3. M.D., Prof. & HOD
Dept. of Anaesthesiology,
Jawaharlal Nehru Medical College, Belgaum
Correspond to :
Dr. Kiran M.D.
E-mail : kiranmd@rediffmail.com
SUMMARY
Several studies using neostigmine as an adjuvant to local anaesthetics (LA) for epidural anaesthesia are available in literature, all claiming obvious advantages; but neostigmine as an adjuvant to compound mixture of local anaesthetics for epidural anaesthesia has not been studied yet. We have conducted a prospective double blinded randomized controlled trial on fifty ASA I and II patients of both sexes who were scheduled to undergo elective lower abdominal surgeries. The patients were allocated to two groups, viz. saline (S) and neostigmine (N) who received placebo or neostigmine respectively with compound mixture of lignocaine 2% and bupivacaine 0.5% in the ratio of 1:4 by mass for epidural analgesia. The onset of sensory block, duration of postoperative analgesia, associated hemodynamic changes, and sequelae between the two groups were studied. Pain was assessed using a 10 cm Visual Analogue scale (VAS). Addition of neostigmine to compound mixture of lignocaine and bupivacaine resulted in no change of onset of sensory analgesia but prolonged the duration of analgesia with no sequelae.
Introduction
Acute pain in the postoperative setting can have adverse physiological and psychological effects due to the stress hormone response induced by anaesthesia and surgery. Thus postoperative pain management plays a vital role in deciding the overall outcome of any surgery. Epidural analgesia with a local anaesthetics and opioid is one of the recommended techniques for control of postoperative pain,1 which at times may prove to be inadequate and may also be associated with side effects of the adjuvant opioid. Compounding of local anaesthetics for epidural administration is an accepted technique, which combines the advantages of individual constituents. Many a times this will not be enough to alleviate postoperative pain and so there is a continuous search for newer techniques and strategies wherein intra-operative analgesia is extended into post operative period. With the introduction of multimodality approach to pain management, wherein two or more drugs with different mechanisms of action are used, newer adjuvants like Clonidine, Ketamine, Tramadol, Fentanyl, Midazolam, Neostigmine etc have been all tried as adjuvants to local anaesthetic agents with varying success rates.2 But studies are scarce with adjuvants added to compound mixtures of local anaesthetic agents for epidural block. There is no study to our knowledge yet documented wherein neostigmine is added to compound anaesthetic mixtures of local anaesthetic agents for epidural analgesia. This study was designed to evaluate the effects of adding neostigmine to compound mixture of lignocaine and bupivicaine mixture for epidural analgesia for lower abdominal surgeries.

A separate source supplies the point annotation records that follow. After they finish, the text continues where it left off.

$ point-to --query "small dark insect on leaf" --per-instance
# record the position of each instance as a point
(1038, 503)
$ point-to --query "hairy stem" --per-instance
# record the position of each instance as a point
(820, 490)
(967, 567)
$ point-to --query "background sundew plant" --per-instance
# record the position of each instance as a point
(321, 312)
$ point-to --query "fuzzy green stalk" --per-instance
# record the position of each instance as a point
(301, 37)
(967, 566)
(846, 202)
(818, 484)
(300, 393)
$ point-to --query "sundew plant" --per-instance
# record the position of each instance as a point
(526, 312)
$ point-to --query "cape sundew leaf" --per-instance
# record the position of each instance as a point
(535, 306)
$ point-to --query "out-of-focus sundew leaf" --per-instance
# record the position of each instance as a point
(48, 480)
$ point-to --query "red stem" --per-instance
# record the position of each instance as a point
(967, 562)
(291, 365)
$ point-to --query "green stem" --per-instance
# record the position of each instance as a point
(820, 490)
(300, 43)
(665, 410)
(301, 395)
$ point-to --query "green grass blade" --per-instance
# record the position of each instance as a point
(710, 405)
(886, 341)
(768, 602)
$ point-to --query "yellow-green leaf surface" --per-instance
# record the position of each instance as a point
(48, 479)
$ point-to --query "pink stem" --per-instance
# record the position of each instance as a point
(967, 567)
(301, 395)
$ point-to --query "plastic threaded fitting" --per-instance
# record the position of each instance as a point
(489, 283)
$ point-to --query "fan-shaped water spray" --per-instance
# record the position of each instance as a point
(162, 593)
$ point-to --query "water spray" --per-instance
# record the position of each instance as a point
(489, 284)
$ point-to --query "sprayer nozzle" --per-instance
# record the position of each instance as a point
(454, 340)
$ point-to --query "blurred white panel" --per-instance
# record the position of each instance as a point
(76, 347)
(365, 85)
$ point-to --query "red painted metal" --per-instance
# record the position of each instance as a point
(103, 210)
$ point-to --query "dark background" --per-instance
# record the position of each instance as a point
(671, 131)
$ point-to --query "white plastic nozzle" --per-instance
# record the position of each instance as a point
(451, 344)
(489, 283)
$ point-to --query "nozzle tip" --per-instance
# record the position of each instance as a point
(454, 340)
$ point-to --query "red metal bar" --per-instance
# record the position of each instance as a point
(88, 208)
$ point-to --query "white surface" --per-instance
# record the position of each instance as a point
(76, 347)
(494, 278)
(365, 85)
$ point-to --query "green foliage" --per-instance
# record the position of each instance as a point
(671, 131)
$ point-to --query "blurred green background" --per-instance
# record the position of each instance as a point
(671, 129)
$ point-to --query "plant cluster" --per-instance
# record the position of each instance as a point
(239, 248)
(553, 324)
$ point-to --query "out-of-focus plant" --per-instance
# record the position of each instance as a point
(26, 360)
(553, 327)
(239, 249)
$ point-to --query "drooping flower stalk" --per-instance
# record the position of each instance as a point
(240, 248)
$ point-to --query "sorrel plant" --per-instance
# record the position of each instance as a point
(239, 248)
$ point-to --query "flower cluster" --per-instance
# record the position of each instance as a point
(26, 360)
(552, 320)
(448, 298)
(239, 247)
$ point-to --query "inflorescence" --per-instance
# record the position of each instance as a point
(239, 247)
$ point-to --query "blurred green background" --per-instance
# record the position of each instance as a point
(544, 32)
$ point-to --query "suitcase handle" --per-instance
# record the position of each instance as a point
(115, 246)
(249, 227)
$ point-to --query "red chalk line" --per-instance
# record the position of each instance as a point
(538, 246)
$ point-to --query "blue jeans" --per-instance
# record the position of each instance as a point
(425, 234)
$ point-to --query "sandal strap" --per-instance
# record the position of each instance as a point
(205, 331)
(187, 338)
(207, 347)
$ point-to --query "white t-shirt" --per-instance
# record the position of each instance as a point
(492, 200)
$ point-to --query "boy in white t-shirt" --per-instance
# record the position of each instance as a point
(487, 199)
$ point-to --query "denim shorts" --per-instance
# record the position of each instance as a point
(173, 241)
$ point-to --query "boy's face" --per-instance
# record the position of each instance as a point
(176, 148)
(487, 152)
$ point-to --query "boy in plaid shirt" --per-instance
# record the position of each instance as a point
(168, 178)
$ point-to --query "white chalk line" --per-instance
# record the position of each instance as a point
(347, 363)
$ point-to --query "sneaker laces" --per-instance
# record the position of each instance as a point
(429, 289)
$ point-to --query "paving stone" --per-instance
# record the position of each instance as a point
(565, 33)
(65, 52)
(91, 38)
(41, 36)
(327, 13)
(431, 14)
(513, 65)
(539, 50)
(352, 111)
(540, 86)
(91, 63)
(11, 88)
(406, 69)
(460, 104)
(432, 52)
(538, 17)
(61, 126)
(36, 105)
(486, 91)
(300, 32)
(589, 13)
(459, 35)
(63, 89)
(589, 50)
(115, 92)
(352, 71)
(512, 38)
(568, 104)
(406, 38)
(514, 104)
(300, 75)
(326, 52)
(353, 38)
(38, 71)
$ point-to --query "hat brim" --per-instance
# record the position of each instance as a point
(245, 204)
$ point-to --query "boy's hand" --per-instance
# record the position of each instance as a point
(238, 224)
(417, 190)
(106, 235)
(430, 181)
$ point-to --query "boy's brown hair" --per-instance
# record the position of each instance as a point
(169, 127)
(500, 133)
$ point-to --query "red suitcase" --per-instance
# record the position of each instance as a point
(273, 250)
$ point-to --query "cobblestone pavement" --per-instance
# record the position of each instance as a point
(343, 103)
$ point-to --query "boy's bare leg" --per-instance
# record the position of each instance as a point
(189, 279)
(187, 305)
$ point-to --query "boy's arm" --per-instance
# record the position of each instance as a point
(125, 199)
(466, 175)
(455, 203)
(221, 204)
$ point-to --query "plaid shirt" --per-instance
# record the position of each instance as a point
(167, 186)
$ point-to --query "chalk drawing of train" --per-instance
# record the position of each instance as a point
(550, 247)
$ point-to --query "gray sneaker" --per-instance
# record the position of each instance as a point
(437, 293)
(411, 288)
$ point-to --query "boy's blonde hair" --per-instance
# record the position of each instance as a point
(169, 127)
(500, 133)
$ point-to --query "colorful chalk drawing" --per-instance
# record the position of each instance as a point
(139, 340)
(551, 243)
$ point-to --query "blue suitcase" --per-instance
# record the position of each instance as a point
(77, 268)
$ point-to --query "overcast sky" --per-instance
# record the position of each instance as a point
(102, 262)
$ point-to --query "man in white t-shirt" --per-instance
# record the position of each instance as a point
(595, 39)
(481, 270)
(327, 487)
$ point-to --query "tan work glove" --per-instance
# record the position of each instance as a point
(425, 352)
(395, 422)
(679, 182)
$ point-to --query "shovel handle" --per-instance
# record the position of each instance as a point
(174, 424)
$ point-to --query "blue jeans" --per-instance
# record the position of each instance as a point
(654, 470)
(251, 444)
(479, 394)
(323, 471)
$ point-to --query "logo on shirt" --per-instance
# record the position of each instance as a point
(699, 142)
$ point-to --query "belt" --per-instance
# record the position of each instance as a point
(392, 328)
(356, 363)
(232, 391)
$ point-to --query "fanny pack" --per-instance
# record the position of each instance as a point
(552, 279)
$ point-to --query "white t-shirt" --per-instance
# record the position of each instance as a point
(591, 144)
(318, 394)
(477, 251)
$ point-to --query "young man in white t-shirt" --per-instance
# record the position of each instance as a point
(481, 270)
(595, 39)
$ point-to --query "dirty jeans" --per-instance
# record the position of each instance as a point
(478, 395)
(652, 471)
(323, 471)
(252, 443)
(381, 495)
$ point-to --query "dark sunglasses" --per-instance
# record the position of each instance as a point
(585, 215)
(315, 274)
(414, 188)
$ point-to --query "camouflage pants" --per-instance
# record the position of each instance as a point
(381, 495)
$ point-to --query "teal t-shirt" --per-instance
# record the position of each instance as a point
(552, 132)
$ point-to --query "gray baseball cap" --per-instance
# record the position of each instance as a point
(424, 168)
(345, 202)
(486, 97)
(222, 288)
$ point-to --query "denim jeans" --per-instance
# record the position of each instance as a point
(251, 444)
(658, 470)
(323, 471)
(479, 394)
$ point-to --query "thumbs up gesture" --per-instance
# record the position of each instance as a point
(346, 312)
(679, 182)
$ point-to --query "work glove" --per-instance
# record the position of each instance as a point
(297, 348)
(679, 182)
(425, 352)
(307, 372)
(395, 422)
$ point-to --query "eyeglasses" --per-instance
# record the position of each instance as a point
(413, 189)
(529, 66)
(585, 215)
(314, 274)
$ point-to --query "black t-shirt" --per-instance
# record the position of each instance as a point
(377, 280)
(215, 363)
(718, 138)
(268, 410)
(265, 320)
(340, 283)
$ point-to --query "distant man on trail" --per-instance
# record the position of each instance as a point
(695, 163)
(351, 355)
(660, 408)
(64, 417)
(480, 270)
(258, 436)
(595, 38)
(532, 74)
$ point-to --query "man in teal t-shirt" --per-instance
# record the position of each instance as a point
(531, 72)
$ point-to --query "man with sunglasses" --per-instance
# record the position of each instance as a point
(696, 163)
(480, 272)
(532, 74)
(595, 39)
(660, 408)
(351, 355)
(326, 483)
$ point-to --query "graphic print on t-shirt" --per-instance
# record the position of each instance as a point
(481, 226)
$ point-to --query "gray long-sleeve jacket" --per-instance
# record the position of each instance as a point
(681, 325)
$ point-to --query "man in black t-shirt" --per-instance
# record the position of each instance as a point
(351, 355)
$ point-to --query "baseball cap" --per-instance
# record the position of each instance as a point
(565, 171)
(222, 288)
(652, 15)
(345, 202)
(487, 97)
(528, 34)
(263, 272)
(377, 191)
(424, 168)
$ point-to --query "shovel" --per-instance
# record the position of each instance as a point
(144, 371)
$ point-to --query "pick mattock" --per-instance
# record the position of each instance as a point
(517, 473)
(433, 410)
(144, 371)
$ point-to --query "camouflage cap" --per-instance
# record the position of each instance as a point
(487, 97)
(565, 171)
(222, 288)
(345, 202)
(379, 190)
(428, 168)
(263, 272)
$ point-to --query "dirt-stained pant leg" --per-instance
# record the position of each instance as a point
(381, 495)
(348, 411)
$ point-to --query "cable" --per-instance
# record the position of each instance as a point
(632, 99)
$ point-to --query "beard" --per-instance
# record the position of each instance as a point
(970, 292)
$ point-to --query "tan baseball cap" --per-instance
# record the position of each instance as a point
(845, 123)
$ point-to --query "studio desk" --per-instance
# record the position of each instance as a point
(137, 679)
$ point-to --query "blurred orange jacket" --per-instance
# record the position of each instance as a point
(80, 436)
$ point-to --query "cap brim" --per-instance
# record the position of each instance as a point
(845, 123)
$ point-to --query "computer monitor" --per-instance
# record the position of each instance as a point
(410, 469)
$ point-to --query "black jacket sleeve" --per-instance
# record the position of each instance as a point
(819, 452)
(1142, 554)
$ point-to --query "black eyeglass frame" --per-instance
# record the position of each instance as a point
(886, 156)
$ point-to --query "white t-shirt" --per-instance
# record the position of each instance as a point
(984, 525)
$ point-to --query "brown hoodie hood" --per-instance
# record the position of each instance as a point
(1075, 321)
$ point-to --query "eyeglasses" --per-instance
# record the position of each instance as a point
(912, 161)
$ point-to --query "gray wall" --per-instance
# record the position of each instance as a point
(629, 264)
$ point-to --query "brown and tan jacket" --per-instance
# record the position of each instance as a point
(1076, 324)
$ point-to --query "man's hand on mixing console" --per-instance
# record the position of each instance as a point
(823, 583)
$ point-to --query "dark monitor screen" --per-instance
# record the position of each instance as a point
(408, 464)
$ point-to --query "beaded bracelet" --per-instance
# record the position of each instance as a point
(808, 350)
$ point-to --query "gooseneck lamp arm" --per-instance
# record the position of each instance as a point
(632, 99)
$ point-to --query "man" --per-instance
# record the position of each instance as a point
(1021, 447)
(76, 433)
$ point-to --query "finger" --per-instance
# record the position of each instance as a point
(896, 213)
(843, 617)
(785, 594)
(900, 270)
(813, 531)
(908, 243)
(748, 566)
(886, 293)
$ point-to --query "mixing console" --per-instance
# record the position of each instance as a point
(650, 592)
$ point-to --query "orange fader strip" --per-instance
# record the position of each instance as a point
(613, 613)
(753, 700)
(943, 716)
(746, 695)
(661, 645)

The objectives of the study were
1. to compare the onset of sensory block and duration of post-operative analgesia between compound mixtures of lignocaine, and bupivacaine with and without neostigmine.
2. to compare associated haemodynamic changes and any other associated sequelae.
Material and methods
After obtaining institutional ethical committee approval, and written informed consent, fifty patients between 18-55 years, of age, height of 150-175 cms and weight of 45-70 kgs of either sex and ASA classes I, II, undergoing elective lower abdominal surgeries under epidural anaesthesia were included in this prospective double blind randomized controlled trial. The patients were allocated into two groups viz Group S (Saline group n=25) and Group N (Neostigmine group n=25) as per computer generated randomization.
Patients with coagulopaty neurological diseases, spine deformities, diabetes mellitus, hypertension, allergic to study drugs, pregnant or lactating women were excluded from the study.
The patients of Groups S and Group N were scheduled to receive mixture of 8 ml of 2% Lignocaine hydrochloride with 8 ml of 0.5% bupivacaine with 1 ml normal saline and 8 ml of 2% Lignocaine hydrochloride with 8 ml of 0.5% bupivacaine with 1 ml of 0.01% neostigmine respectively.
A complete pre anaesthetic evaluation was carried out; base line pulse rate, blood pressure, respiratory rate were recorded. The concept of Visual Analog Scale (VAS) was introduced to all the patients before surgery.
After securing an I.V. access with appropriate cannula, all patients were premedicated with IV Ranitidine 2 mgkg-1 and IV Ondansetron 0.1 mgkg-1 45 min prior to shifting inside Operating Room (OR). All patients were preloaded with 15 mlkg-1 of Ringerlactate within 15 minutes before the block.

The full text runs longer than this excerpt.